Although a vaccine may have the same antigens, different manufacturers may produce vaccines (or 'lots' of the same vaccine) that differ substantially in their composition, including the presence of an adjuvant or other components. These variations result in vaccines with different reactogenicity (the ability to cause vaccine reactions), which in turn affects the comparison of their vaccine attributable rates.
The same vaccine given to different age groups may result in different vaccine-attributable rates. For example, MMR vaccine given to infants may cause febrile convulsions. This symptom does, however, not occur in adolescents who are given the same vaccine.
The same vaccine given as a 'primary dose' may have a different reactogenicity profile than when it is given as a 'booster dose'. For example, the DTaP vaccine given as a primary dose is less likely to result in extensive limb swelling when compared with this same vaccine given as a booster dose.
Adverse events may be defined differently in research studies that do not stick to the same case definition. Not using standardized case definitions may consequently affect the estimation of the AEFI rate.

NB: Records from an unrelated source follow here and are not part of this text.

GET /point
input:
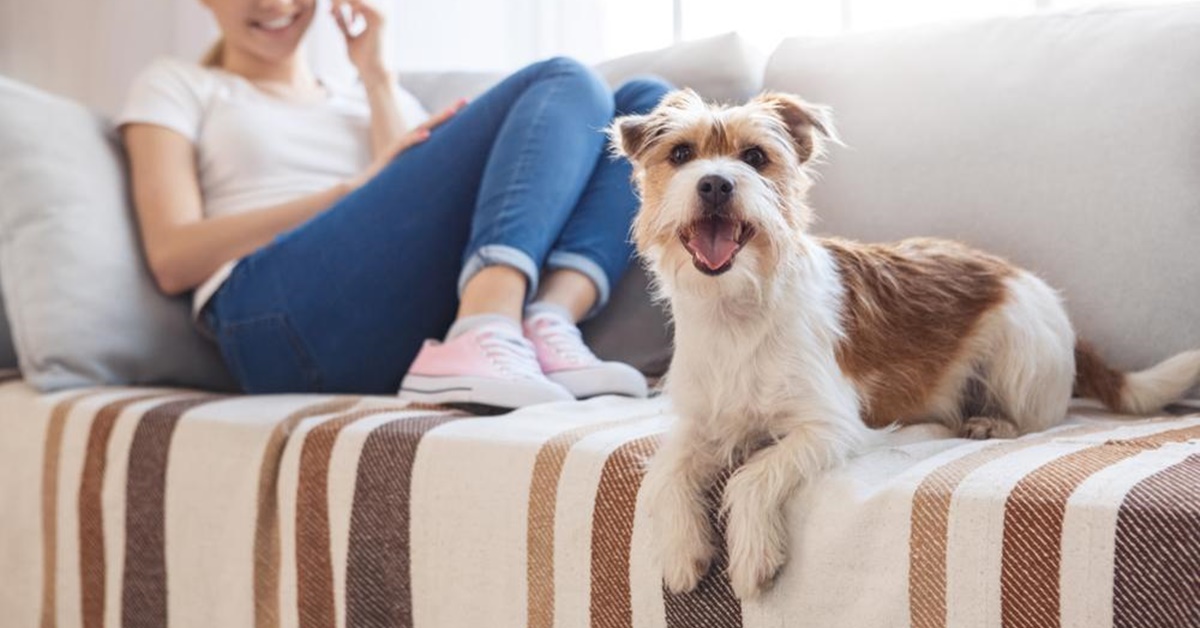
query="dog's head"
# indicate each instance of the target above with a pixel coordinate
(723, 187)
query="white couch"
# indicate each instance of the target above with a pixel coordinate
(1065, 142)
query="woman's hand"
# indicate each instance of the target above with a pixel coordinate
(406, 142)
(365, 47)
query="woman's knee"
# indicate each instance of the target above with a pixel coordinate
(641, 94)
(582, 78)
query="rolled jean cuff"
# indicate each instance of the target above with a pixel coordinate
(561, 259)
(499, 255)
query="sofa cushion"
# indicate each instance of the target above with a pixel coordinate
(83, 307)
(1066, 142)
(7, 352)
(429, 518)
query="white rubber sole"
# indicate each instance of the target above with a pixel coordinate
(611, 378)
(487, 392)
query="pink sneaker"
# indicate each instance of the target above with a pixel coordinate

The way that surveillance data is collected may alter the rate. For example, surveillance data may be collected actively or passively, using pre- or post-licensure clinical trials, with or without randomization and placebo controls.
The background rate of certain events may differ between communities. This can influence the observed rate even though the vaccine attributable rate is the same in both communities. For example, reports of death post-vaccination may be higher in a country that has a higher background rate of deaths due to coincidental infection.